1. Introduction

This repository holds computer code (and, temporarily, data) used as part of [McCormack:20??]_.

In essence, the software included within the repository are meant to:

1. identify ultra-conserved regions of genomic DNA (AKA ultra-conserved elements or UCEs) in [vertebrate] organisms
2. design in silico (or in vitro) “probes” for the enrichment of UCEs
3. align in silico probes to genomic DNA of numerous sources and extract those reads + some flanking DNA
4. cluster in silico probes + flanking sequence from individual species into “loci” representing entire UCEs. We can easily translate this step to an in vitro approach by clustering reads we derive from target enrichment where the enriching agents are the probes designed above - then we just need cluster these probes + reads into the corresponding UCEs from which they were derived.
5. align, across species, UCE “loci” from above
6. generate gene trees from these inter-species alignments (using PhyML)
7. generate the species trees from individual gene trees (using STAR, STEAC, or MP-EST)

Because of the complex nature of the above steps, there are a number of independent and interdependent programs within this repository, that we hopefully better explain in workflow. The fruits of these programs labor are found in the Downloads as described in the Data section. Since many people are mostly interested in these data, we discuss these data first.

1.1. Dependencies

1.1.1. Hardware Dependencies

For many of the programs within, you should at least have access to a multi-core computer with a sufficient amount of RAM (>8GB). A number of the programs allow you to to parallelize jobs using the multiprocessing module of Python, and this provides and almost linear increase in processing speed.

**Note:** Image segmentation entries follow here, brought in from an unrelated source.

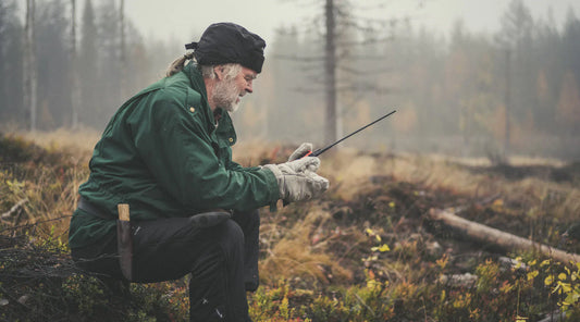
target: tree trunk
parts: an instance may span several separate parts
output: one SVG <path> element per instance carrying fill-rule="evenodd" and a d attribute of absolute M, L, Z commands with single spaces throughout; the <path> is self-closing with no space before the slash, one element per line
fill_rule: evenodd
<path fill-rule="evenodd" d="M 35 0 L 26 0 L 26 22 L 24 27 L 24 107 L 30 109 L 30 131 L 36 131 L 36 49 L 35 49 Z"/>
<path fill-rule="evenodd" d="M 324 128 L 325 144 L 336 140 L 336 44 L 334 1 L 326 0 L 326 45 L 324 58 L 325 88 L 326 88 L 326 120 Z"/>
<path fill-rule="evenodd" d="M 460 216 L 455 213 L 431 209 L 429 216 L 433 220 L 442 221 L 444 224 L 449 225 L 465 233 L 468 237 L 473 239 L 483 240 L 505 248 L 517 248 L 528 251 L 539 251 L 547 257 L 551 257 L 565 264 L 570 261 L 580 262 L 580 255 L 566 252 L 557 248 L 553 248 L 547 245 L 535 243 L 516 235 L 511 235 L 506 232 L 502 232 L 496 228 L 492 228 L 482 224 L 478 224 Z"/>
<path fill-rule="evenodd" d="M 78 55 L 76 50 L 76 0 L 71 0 L 71 127 L 78 127 L 78 109 L 81 108 L 81 84 L 78 79 Z"/>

Additionally, several programs (particularly those within phylo/*) require access to a cluster-computing system. We used a large cluster running the LSF queuing system.

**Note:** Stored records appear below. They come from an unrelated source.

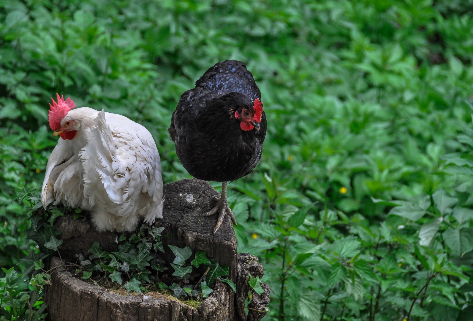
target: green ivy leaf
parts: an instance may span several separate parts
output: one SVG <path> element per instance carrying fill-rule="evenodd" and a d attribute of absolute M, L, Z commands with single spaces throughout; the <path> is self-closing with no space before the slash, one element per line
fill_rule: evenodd
<path fill-rule="evenodd" d="M 161 289 L 161 290 L 164 290 L 165 289 L 168 289 L 169 287 L 166 285 L 166 284 L 162 281 L 158 281 L 158 287 Z"/>
<path fill-rule="evenodd" d="M 264 292 L 263 288 L 261 287 L 261 282 L 260 281 L 260 277 L 259 276 L 256 276 L 255 278 L 253 277 L 253 276 L 250 275 L 250 279 L 248 281 L 248 283 L 250 285 L 250 286 L 258 294 L 261 295 L 262 293 Z"/>
<path fill-rule="evenodd" d="M 173 291 L 173 295 L 178 299 L 182 296 L 185 296 L 187 294 L 181 286 L 178 285 L 172 286 L 171 289 Z"/>
<path fill-rule="evenodd" d="M 185 275 L 189 274 L 192 272 L 192 266 L 189 266 L 187 268 L 183 268 L 174 263 L 171 263 L 171 266 L 175 270 L 175 272 L 173 273 L 173 275 L 176 276 L 184 277 Z"/>
<path fill-rule="evenodd" d="M 92 275 L 92 271 L 84 271 L 82 272 L 82 277 L 84 280 L 87 280 Z"/>
<path fill-rule="evenodd" d="M 222 282 L 224 283 L 227 283 L 228 285 L 230 286 L 230 287 L 232 288 L 233 291 L 235 291 L 235 293 L 236 293 L 236 285 L 235 285 L 235 283 L 232 282 L 231 280 L 230 280 L 229 278 L 224 278 L 224 279 L 222 279 L 221 281 Z"/>
<path fill-rule="evenodd" d="M 195 252 L 195 258 L 192 260 L 191 264 L 196 268 L 198 268 L 201 264 L 210 264 L 210 261 L 207 258 L 206 255 L 207 252 L 205 251 L 197 251 Z"/>
<path fill-rule="evenodd" d="M 209 294 L 213 292 L 213 290 L 209 287 L 205 281 L 201 283 L 201 289 L 202 290 L 202 295 L 204 298 L 209 297 Z"/>
<path fill-rule="evenodd" d="M 51 211 L 50 212 L 51 214 L 51 216 L 48 219 L 48 223 L 53 226 L 54 223 L 54 221 L 56 221 L 56 219 L 59 216 L 64 216 L 64 212 L 60 210 L 57 207 L 54 207 Z"/>
<path fill-rule="evenodd" d="M 129 282 L 125 283 L 123 286 L 125 289 L 126 289 L 126 291 L 128 292 L 134 291 L 137 293 L 140 294 L 141 293 L 141 289 L 140 288 L 140 285 L 141 284 L 139 281 L 133 277 Z"/>
<path fill-rule="evenodd" d="M 120 285 L 122 285 L 122 273 L 118 271 L 114 271 L 114 273 L 108 276 L 108 277 L 112 280 L 112 282 L 116 282 Z"/>
<path fill-rule="evenodd" d="M 112 254 L 110 254 L 110 262 L 108 263 L 108 265 L 111 267 L 115 267 L 116 268 L 118 268 L 120 266 L 122 265 L 120 264 L 120 262 L 117 260 L 115 256 Z"/>
<path fill-rule="evenodd" d="M 212 264 L 205 264 L 207 268 L 210 268 L 205 277 L 207 284 L 211 285 L 219 276 L 227 276 L 230 272 L 228 267 L 225 265 L 219 265 L 218 262 Z"/>
<path fill-rule="evenodd" d="M 173 263 L 177 265 L 182 266 L 185 263 L 185 260 L 191 257 L 192 254 L 192 250 L 189 246 L 186 246 L 184 249 L 180 249 L 177 246 L 168 245 L 169 249 L 173 251 L 174 255 L 176 256 L 176 258 L 174 259 Z"/>
<path fill-rule="evenodd" d="M 106 254 L 104 251 L 102 247 L 100 246 L 98 242 L 97 241 L 94 241 L 94 243 L 92 245 L 92 247 L 89 249 L 87 251 L 90 253 L 92 253 L 92 255 L 94 256 L 94 257 L 91 258 L 91 259 L 105 258 L 106 256 Z"/>
<path fill-rule="evenodd" d="M 54 236 L 51 236 L 51 239 L 48 242 L 44 243 L 44 246 L 48 249 L 51 249 L 53 251 L 58 250 L 58 247 L 62 244 L 62 240 L 58 240 Z"/>
<path fill-rule="evenodd" d="M 135 266 L 133 268 L 142 270 L 145 267 L 149 265 L 148 261 L 151 259 L 152 257 L 149 255 L 149 252 L 143 251 L 137 255 L 130 256 L 128 263 L 132 266 Z"/>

Several of these programs cannot, realistically, be run on very small systems unless you have a very long time to wait.

1.1.2. Software Dependencies

There are numerous software dependencies that you must satisfy if you wish to run all of the code contained within this repository. These include:

• A working `Kent Source tree < http://genome-source.cse.ucsc.edu/kent.git>`_. In particular, you need the following binaries

  • faFrag
  • faToTwoBit
  • ??

• Lastz

• Muscle

• PhyML

• MP-EST - we use a modified version of the original code

• Python > 2.6.x

  • numpy
  • bx-python
  • biopython (> 1.54)
  • oursql
  • dendropy
  • ??

1.2. Notes on the Code

The code is available at http://github.com/baddna/seqcap.

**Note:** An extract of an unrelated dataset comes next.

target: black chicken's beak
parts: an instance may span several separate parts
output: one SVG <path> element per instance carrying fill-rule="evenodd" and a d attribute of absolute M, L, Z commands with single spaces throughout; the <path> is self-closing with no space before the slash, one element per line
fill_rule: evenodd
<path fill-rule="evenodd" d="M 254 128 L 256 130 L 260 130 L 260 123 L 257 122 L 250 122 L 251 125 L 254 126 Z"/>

We are in the process of cleaning and standardizing the code, while also increasing the available documentation for the code - both in the source files and here, in the documentation. Additionally, we have made incremental improvements to a number of routines used herein, and we will be merging these changes into this repository after the initial commit and tagging of files (see Tagging).

You will notice, should you scrutinize the code, that some programs write to an sqlite database while others write to a mysql database. The reasons for this additional level of complexity are several-fold. Generally speaking, we started using sqlite as the initial database for holding data generated as part of this project, but we moved to mysql when we decided that we needed a greater level of concurrency (sqlite does not support concurrent writes.

As we incrementally improve individual files, we will make the switch to mysql-only (or ORM, which should be more generic) support.

In the development version of the code (currently a private repository - see Additional Notes) we have also replaced slower external dependencies (e.g. BLAST) with similar, yet speedier alternatives (e.g. lastz)

1.3. Additional Notes

1. we have moved the code within this repository here from a private repository that I (BCF) maintain for development. You should generally be happy about this, because it has allowed us to do a fair amount of housekeeping. It also allows us to work on some things that we may not want everyone to know about (yet!). However, if you believe a program is missing that may be in this private repository, please let me know, and I’ll attempt to move it over. Eventually, we plan to move all code to this repository, and remove the private repository. At that point, we will develop from within this repository. The downside of this approach is that we will lose some history information of particular pieces of code.
2. we have an updated workflow for a number of the steps detailed below (particularly the initial steps of UCE location and probe design). When the time comes, we will tag pertinent files in the current repo (see Tagging), and then move in the new bits.
3. some of the methods/code within are likely confusing, particularly if you are trying to piece together what we did without actually reading the code. For the most part, we’ll try to give you some guidance, but you’ll also need to read the code. It may be helpful to enlist someone with knowledge of Python to aid this process.

1.4. Tagging

Because code is a moving target, we have tagged particular commits that contain files of a certain vintage and/or purpose. For instance, the 0.1 tag holds the initial version of the code that we use to search MAF files and run parallel blast jobs. Subsequently, we updated these files to work more efficiently (e.g. the multiprocessing module in place of pp).